Of course I was intimidated, 'cause that's how I roll, but I decided just to be up front about it and admit my insecurities. He was so nice. Very encouraging, everybody's gotta start someplace, free weights are better than machines, blah, blah, blah. We ended up talking about baseball movies and then baseball teams and he even admitted that he's not a complete Yankee hater. But he thinks Jeter is overrated.
I did 75 crunches on the stability ball, with no discomfort at all. I also did two sets of rows, curls and kickbacks with 15-pound dumbbells. Next week I'm going to try three sets, but two just about kills me. I'm definitely out of my comfort zone when I'm finished, and I guess that's the point, right?

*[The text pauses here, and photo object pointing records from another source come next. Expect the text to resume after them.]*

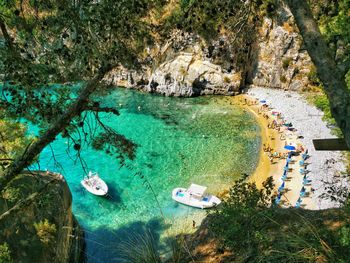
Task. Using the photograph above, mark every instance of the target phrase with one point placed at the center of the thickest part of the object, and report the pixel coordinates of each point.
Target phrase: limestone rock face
(280, 60)
(186, 65)
(187, 76)
(27, 242)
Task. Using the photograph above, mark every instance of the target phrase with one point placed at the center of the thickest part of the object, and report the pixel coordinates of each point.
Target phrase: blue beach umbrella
(289, 147)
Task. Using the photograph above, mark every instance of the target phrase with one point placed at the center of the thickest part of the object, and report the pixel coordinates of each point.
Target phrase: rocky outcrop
(280, 61)
(43, 229)
(188, 75)
(184, 66)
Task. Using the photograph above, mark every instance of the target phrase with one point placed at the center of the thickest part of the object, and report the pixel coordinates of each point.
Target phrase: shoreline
(323, 169)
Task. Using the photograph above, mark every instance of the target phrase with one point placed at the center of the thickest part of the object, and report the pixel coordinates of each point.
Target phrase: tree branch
(75, 109)
(332, 78)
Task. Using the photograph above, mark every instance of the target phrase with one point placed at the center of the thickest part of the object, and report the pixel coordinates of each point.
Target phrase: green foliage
(140, 248)
(45, 231)
(313, 77)
(5, 253)
(257, 232)
(344, 236)
(286, 62)
(11, 194)
(207, 18)
(242, 217)
(115, 144)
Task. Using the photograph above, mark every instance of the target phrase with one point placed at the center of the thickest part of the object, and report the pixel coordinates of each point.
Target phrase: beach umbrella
(289, 147)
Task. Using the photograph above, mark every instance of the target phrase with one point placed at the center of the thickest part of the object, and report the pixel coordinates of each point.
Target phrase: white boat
(195, 196)
(94, 184)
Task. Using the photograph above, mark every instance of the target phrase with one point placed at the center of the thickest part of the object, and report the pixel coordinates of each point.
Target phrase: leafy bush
(45, 231)
(5, 253)
(11, 194)
(255, 231)
(240, 221)
(286, 62)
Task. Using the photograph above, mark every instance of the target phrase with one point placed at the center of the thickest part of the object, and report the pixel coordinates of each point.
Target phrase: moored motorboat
(94, 184)
(195, 196)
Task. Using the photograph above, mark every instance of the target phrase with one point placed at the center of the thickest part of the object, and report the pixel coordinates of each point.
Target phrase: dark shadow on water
(113, 195)
(103, 244)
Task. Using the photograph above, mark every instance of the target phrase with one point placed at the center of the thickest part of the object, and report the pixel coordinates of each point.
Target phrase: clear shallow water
(204, 140)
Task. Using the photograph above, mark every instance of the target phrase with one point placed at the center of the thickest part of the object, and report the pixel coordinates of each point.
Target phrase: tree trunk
(62, 122)
(332, 78)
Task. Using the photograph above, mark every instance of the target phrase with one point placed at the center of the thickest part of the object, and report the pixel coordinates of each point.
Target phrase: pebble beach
(326, 170)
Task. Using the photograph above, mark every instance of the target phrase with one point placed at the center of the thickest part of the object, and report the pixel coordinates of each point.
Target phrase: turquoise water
(204, 140)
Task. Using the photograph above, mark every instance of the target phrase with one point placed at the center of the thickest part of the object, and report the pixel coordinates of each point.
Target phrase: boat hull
(180, 195)
(100, 188)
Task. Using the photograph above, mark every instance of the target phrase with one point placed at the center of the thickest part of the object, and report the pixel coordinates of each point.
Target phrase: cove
(208, 140)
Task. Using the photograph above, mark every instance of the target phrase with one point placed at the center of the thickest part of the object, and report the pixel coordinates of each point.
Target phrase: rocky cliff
(187, 65)
(279, 59)
(37, 220)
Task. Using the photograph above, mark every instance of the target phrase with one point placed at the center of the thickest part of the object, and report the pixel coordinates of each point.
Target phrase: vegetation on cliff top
(42, 46)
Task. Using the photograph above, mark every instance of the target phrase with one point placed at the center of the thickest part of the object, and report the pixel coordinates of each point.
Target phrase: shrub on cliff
(255, 231)
(45, 231)
(5, 253)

I didn't get on the scale this morning. It's not been a good week as far as eating goes, and I just don't feel like feeling crappy about the lack of progress. Again.
South Beach works when you work at it, and I haven't been. I'm not a low-carb kinda gal when you get right down to it. I've been listening to Jeff and Russ a lot lately, and thinking that their philosophy – a wide variety of high-quality whole foods – makes more sense for me. South Beach pretty much follows the same process, but in my mind I'm doing something "bad" whenever I eat a whole-wheat English muffin.
I start work April 1, and my hope is that three days' work per week, along with all the yard and garden activity I'll get here at home plus keeping up with the inside stuff will a) be enough additional activity to jumpstart the weight loss again and b) will take up so much extra time I won't even think about eating.
Because honestly? When I'm at loose ends, I think eating is a perfectly acceptable activity. I wish it weren't so, but it is now and always has been. Where did I learn this? And how do I unlearn it? You'd think I'd have figured it out by now. But if I had, what would I have to write about? Heh.